American politicians have been tumbling over each other promising they would support the government of Israel by all means necessary. But I wouldn’t vote for Netanyahu if I could and don’t want this country marching to his orders.
Both sides in this Middle Eastern brawl have been behaving badly for decades. The Palestinians have been lobbing mortars and shooting bullets at Israeli citizens – men, women and children, farmers, commuters, schools and kibbutzim – since 1948. The only proper word for that is terrorism, the proper designation for the deliberate targeting of civilians for political purposes. Many of those attacks have been timed to scuttle peace talks by making the compliant Israelis pull out. Netanyahu and his predecessors did their bidding by remote control.

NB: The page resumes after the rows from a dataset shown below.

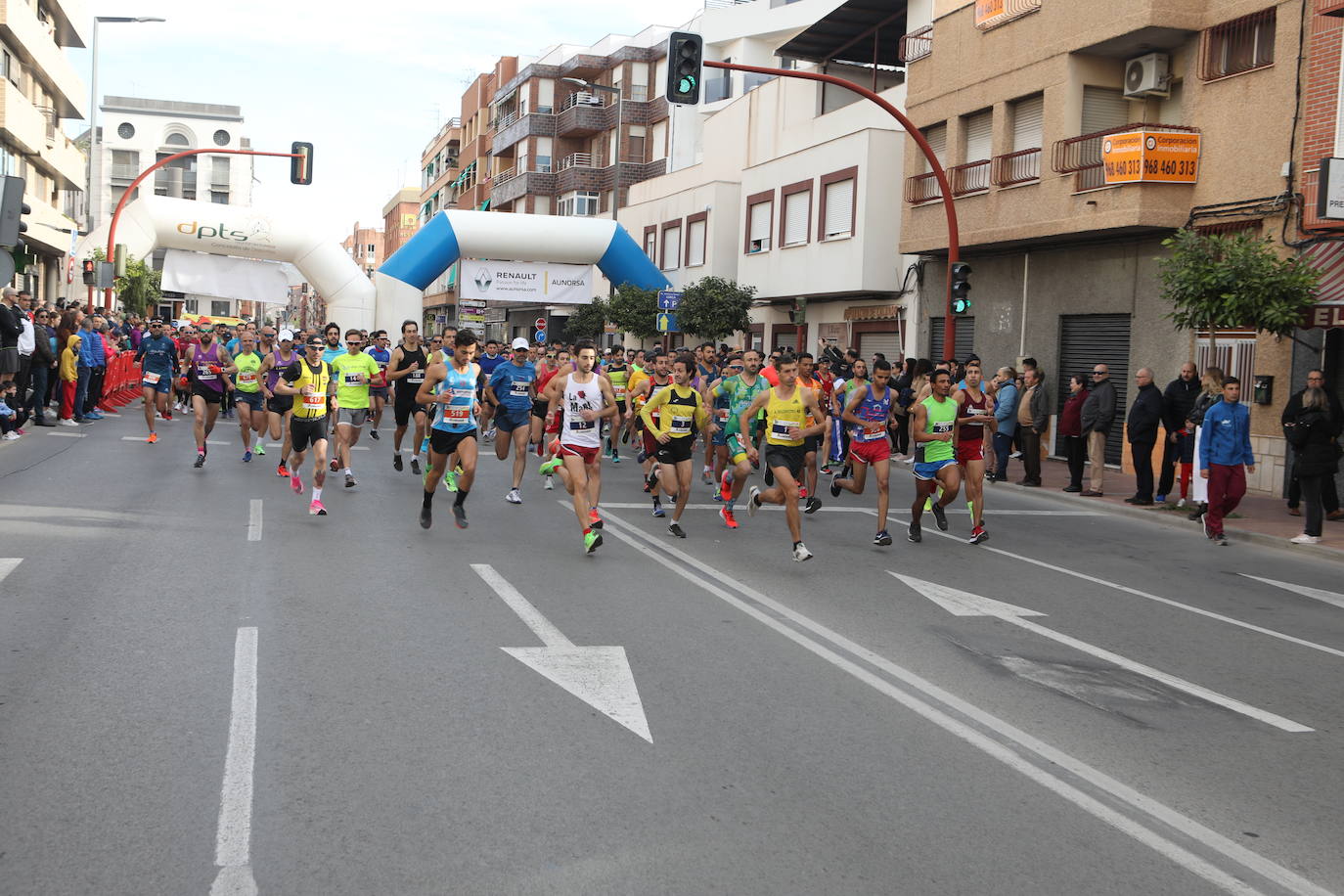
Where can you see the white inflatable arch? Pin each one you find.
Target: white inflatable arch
(160, 222)
(514, 237)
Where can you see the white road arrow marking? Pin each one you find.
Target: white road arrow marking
(963, 604)
(1307, 591)
(599, 676)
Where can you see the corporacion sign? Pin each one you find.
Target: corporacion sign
(1150, 156)
(541, 283)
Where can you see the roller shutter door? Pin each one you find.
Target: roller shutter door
(1096, 338)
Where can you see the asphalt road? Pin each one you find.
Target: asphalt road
(428, 716)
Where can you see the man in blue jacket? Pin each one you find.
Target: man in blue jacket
(1225, 452)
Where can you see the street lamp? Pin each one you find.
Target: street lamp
(93, 104)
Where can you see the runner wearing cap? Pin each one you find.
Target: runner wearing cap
(511, 389)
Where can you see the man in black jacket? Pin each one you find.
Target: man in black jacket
(1143, 417)
(1178, 402)
(1329, 495)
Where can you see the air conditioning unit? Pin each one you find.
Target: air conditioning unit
(1148, 75)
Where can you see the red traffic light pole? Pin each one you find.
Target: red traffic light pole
(130, 190)
(949, 205)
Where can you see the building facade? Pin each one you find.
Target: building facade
(38, 92)
(1064, 262)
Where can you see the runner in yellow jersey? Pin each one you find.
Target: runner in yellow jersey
(786, 409)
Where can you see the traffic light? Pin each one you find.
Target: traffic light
(13, 208)
(960, 288)
(301, 165)
(686, 58)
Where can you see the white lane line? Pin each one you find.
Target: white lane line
(1156, 810)
(233, 842)
(965, 604)
(1145, 596)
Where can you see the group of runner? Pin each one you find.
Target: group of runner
(574, 409)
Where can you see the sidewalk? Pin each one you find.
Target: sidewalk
(1258, 518)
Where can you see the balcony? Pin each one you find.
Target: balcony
(969, 179)
(917, 45)
(1021, 166)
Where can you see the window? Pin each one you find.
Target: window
(1238, 46)
(759, 218)
(797, 214)
(671, 246)
(837, 211)
(578, 202)
(695, 233)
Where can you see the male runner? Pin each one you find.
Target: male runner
(870, 410)
(157, 356)
(974, 410)
(585, 399)
(279, 407)
(408, 367)
(934, 432)
(205, 362)
(511, 389)
(247, 396)
(452, 389)
(672, 418)
(786, 406)
(309, 381)
(352, 374)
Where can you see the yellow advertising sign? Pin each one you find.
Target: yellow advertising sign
(1153, 157)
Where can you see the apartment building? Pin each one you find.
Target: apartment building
(1064, 262)
(38, 92)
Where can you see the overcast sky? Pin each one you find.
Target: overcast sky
(367, 83)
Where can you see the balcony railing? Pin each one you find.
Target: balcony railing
(1081, 156)
(922, 188)
(917, 45)
(972, 177)
(1021, 166)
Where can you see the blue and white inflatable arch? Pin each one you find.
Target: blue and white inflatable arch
(530, 238)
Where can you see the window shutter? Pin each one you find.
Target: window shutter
(1028, 122)
(671, 247)
(695, 244)
(978, 136)
(796, 218)
(840, 208)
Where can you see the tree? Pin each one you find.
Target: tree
(586, 321)
(635, 310)
(1234, 281)
(712, 308)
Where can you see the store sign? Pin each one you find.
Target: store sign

But Israel in response killed not the perpetrators but civilian stand-ins, flunking Machiavelli and every tome on suppressing conflict. Palestinians lob mortars or rockets, Israel responds with artillery, tanks and bulldozers. At some point it became impossible to tell who was doing what in response to whom. Even the Hatfields and the McCoys figured out how to end their war. Instead of pacifying the Palestinians, Israel enrages them. Instead of confining the conflict, Israel broadens it. And instead of honoring agreements not to settle in the West Bank, Israel continues to permit and defend new settlements. Those strategies turn the Palestinian problem into the Palestinian disaster, leading everyone to take up arms.
So, two outrageous combatants give us little moral ground to choose. But the continued war makes us vulnerable to continued terrorism directed at the U.S. So, cooler, smarter heads should do something. We have only one choice, because only the Israelis are almost completely dependent on us. Frankly, if someone else is willing to supply them, that would take the U.S. out of the conflict. But if not, as I suspect, then it is to the Israelis that we should be sending ultimatums.
Middle East experts have been telling us for years that the terms of a settlement are clear and well understood. The problem has been that no one was ready for the political pain of agreeing to those terms. We can demand Israeli action on the settlements, honoring agreements already made, and Israeli agreement on those well-understood terms, on pain of our letting them out to dry – not words and so-called messages but actual insistence and a clear policy shift, with all the machinery to put restrictions in place.
If Israel complies, we can insist on the Palestinian side of the bargain, preparing to support their state if, but only if, they comply. It will take a good deal of self-restraint on our part because there clearly are factions on both sides who would do their best to scuttle any deal by killing whoever they believe would most effectively result in an end to any peace process. At that point isolated attacks have to be addressed by the criminal process, not by armies. If Hamas or the PLO refuse, then, and only then, after sensible, gutsy and determined efforts to settle a dispute that has been embroiling the U.S. ever since the end of World War II, we can return to the defense of Israel and support for its military. We have a right to try to get out of this thing, a moral obligation to our own people to stand up for peace, the peace that Israelis and Palestinians both claim are among the highest obligations of their sacred texts, the peace of Shalom and Salaam.
Steve Gottlieb is Jay and Ruth Caplan Distinguished Professor of Law at Albany Law School and author of Morality Imposed: The Rehnquist Court and Liberty in America. He has served on the Board of the New York Civil Liberties Union, and in the US Peace Corps in Iran.